There is no Safe Harbour from U.S. Authorities
Privacy is a human right, and needs very clear legal protections. 'Safe Harbor' was clear as mud and placed privacy rights globally at risk.
Today's European Court of Justice decision should be no surprise for industry or governments. For over fifteen years the U.S. Government has resisted implementing basic and effective privacy law and created absurd stopgap measures because U.S. Congress is incapable of acting upon what consumers and citizens have long asked for. The fact over 100 countries across the world have implemented meaningful protections means that the U.S. Government is in the dark ages of protecting data.

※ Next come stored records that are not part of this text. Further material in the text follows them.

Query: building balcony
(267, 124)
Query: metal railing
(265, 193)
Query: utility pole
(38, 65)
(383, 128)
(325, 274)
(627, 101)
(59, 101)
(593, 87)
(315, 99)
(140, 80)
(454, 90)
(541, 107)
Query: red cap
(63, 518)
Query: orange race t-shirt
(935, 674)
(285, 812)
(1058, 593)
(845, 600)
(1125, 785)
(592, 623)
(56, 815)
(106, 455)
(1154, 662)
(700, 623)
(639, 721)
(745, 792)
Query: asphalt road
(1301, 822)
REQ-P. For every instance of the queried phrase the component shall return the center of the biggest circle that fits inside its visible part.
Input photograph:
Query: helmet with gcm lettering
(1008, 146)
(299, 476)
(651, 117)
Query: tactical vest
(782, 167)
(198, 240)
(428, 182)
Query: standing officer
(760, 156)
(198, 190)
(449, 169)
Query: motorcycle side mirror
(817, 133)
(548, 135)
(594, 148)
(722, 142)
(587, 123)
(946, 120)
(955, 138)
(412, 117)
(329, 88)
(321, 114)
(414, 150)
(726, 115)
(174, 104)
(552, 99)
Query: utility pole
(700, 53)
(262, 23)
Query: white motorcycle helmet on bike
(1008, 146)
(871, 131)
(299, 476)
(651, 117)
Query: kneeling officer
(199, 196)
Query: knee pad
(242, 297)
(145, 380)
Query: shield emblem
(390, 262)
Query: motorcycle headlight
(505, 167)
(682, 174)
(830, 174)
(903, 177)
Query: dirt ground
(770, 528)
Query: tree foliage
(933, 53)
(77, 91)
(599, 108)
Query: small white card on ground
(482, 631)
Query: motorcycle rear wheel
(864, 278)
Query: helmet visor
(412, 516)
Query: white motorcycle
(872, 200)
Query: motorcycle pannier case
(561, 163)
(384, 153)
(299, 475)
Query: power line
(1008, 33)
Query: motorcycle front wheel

Europe, to date, has bent over backwards to meet this ridiculous situation. The European Court of Justice finally stated what everyone knew all along: this is legally unacceptable, and even fails the essence of the rule of law.
The sky isn't falling upon U.S. industry because of this court decision. If indeed the sky is falling, it began fifteen years ago when industry and the Clinton administration conspired to do nothing to protect people, and then industry lobbied extensively to ensure they could mine away. The Court made clear today that the secret surveillance programmes that were then implemented made this situation even more untenable.
At the heart of this problem is that U.S. law discriminates between Americans and non-Americans. There are legal limits, though incredibly weak, on what the U.S. Government can do to U.S. persons but any non-American is fair game. There are no clear meaningful legal restrictions, and no right of redress for non-Americans. This legal black hole must come to an end.
Edward Snowden's revelations show that the U.S. cannot expect to continue to be the custodian of the world's information unless it strengthens its laws to protect our data. Americans deserve stronger protections, and so does everyone who transacts with American companies. Any modern economy must properly protect people's data. There is no surprise therefore that many individual U.S. states have taken important steps towards essential protections. Now it is time for the U.S. Government to go to work.
First, the U.S. must now create a comprehensive privacy law. That law has to effectively regulate both government and industry. That law should protect the data of all people, regardless of nationality. Second, it can ratify the Council of Europe Convention 108 on data protection, in accordance with demands from consumer protection groups across the U.S., and it would go some way to proving that the new law meets global standards to enable data flows. Good privacy and data protection laws are an economic driver, and encourage personal information transfers between countries.
Significantly, this decision puts the onus on the U.S. Government to further reform the laws regulating surveillance. The Court significantly found that access on a generalised basis to the content of communications by U.S. authorities compromises the essence of the fundamental right to privacy.
In the meantime, the data may continue to flow to U.S. companies under model contracts that strictly govern how data is processed but the data will remain at risk of access by the U.S. authorities. This court decision puts an end to the pretense created by the European Commission of the transfer being under a legal regime that is somehow 'safe'. Safe Harbour's illusion, that created a pool of data that was then accessible by U.S. agencies with little restraint in law, is at long last, no more.